The samples were tested in Ischemia Care's laboratory to detect gene-expression patterns in patients who had presented with stroke symptoms and were determined by clinicians to have a range of stroke-related traits. Some were found to have a condition that imitated a stroke, a so-called stroke mimic. Others were found to have a stroke, and clinicians determined the underlying causes. Ischemia Care then conducted microarray testing on the blood samples to identify genetic signatures specific to the stroke subtypes.
The investigators identified gene-expression signatures associated with the detection of stroke, the detection of mimics, the timing of stroke, the detection of stroke caused by atrial fibrillation, and the differentiation of cardioembolism from large artery atherosclerosis as a cause of stroke, June said.
Based on results of this study, Ischemia Care has launched a laboratory-developed test to differentiate cardioembolism from large artery atherosclerosis as a cause of stroke, using a 45-gene signature, and it intends to seek FDA clearance before the end of this year using data from the BASE trial and follow-on studies.

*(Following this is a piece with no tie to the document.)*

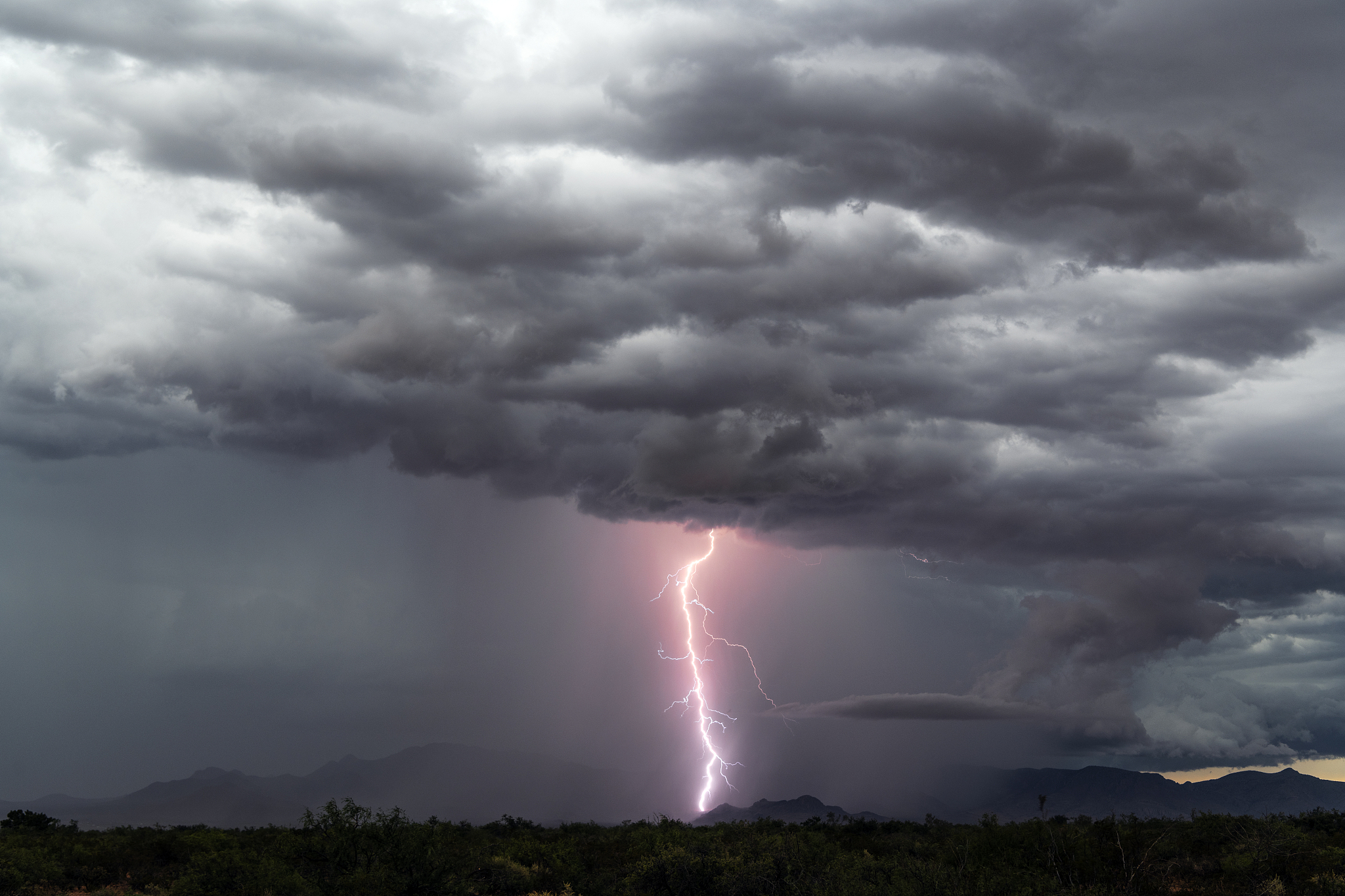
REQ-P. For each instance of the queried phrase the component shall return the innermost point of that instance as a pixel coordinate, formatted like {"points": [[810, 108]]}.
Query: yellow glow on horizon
{"points": [[1324, 769]]}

In the future, the firm intends to also seek clearance for tests that determine whether stroke occurred or not; whether the patient suffered a transient ischemic attack or transient neurological event; and whether the cause of stroke was atrial fibrillation or another unknown cause. The firm is further developing gene expression tests as indicators of the risk for mortality and detection of comorbidities associated with stroke, June said.

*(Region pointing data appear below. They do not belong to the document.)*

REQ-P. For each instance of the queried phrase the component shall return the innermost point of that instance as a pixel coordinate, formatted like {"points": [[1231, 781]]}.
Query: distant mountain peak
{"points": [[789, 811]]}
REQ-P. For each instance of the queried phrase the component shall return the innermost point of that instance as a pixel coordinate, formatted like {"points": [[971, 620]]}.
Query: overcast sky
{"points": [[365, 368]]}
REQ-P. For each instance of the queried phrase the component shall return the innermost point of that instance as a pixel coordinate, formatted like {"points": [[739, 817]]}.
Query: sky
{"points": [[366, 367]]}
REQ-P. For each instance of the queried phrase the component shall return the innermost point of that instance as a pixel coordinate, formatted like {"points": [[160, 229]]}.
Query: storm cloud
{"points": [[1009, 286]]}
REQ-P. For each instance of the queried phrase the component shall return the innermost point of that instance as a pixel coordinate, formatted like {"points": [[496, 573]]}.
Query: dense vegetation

Clinicians are getting better at diagnosing stroke, but current tests all have limitations, including the ability to provide the level of clinical detail needed, said Frank Peacock, an emergency department physician at Baylor College of Medicine and lead investigator on the BASE clinical trial.

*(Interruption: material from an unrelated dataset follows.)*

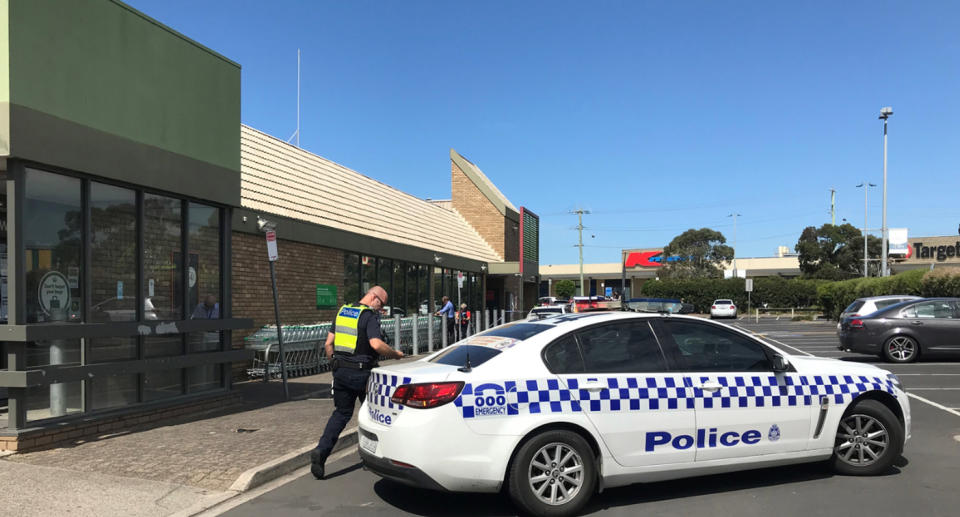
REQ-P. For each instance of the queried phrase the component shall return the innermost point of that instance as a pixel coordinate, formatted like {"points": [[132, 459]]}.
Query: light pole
{"points": [[884, 115], [866, 186], [734, 216]]}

Physicians use numerous methods to try to diagnose stroke, including reviewing a patient's medical history and symptoms, and try to determine when a stroke occurred as well as its cause. Each piece of information is crucial to how a stroke patient is treated, he said.
Physicians conduct CT scans partly "because there are so many mimics that look like strokes, and you have to sort that out," Peacock said. "If it looks like the patient has had a stroke based on a CT scan, it's highly likely that a clinician will treat the patient for stroke, but strokes occur frequently that don't show up on a scan." Some patients are also given MRI scans, which are expensive and not widely available, Peacock noted.
As a result, a blood test that provides information about whether a stroke has occurred and why it occurred "will be extremely useful," and help clinicians make important decisions about how to treat patients, Peacock said. Overall, Ischemia Care's "unique approach, which uses RNA expression for stroke testing, offers a tremendous amount of promise," he said.
If it obtains FDA clearance, the company intends to continue running its tests as a service from its laboratory, but it will also manufacture and sell kits for use by hospital laboratories.
"We work with each hospital to meet its specific use case," June said. "For example, a rural hospital system may be different from a large academic center," and some hospitals may not have the infrastructure to run testing on-site, he noted.
Ischemia Care currently uses microarray platforms as a basis of its laboratory-developed tests, but it is also developing assays to run on NGS and qPCR multiplex systems. June said it is working with IVD companies to optimize its assays to run on multiple platforms.
The company said that among a growing list of collaborators, it is partnering with Waltham, Massachusetts-based Thermo Fisher Scientific; Dayton, Ohio-based Kettering Medical Center; and Gainesville-based University of Florida Shands Hospital.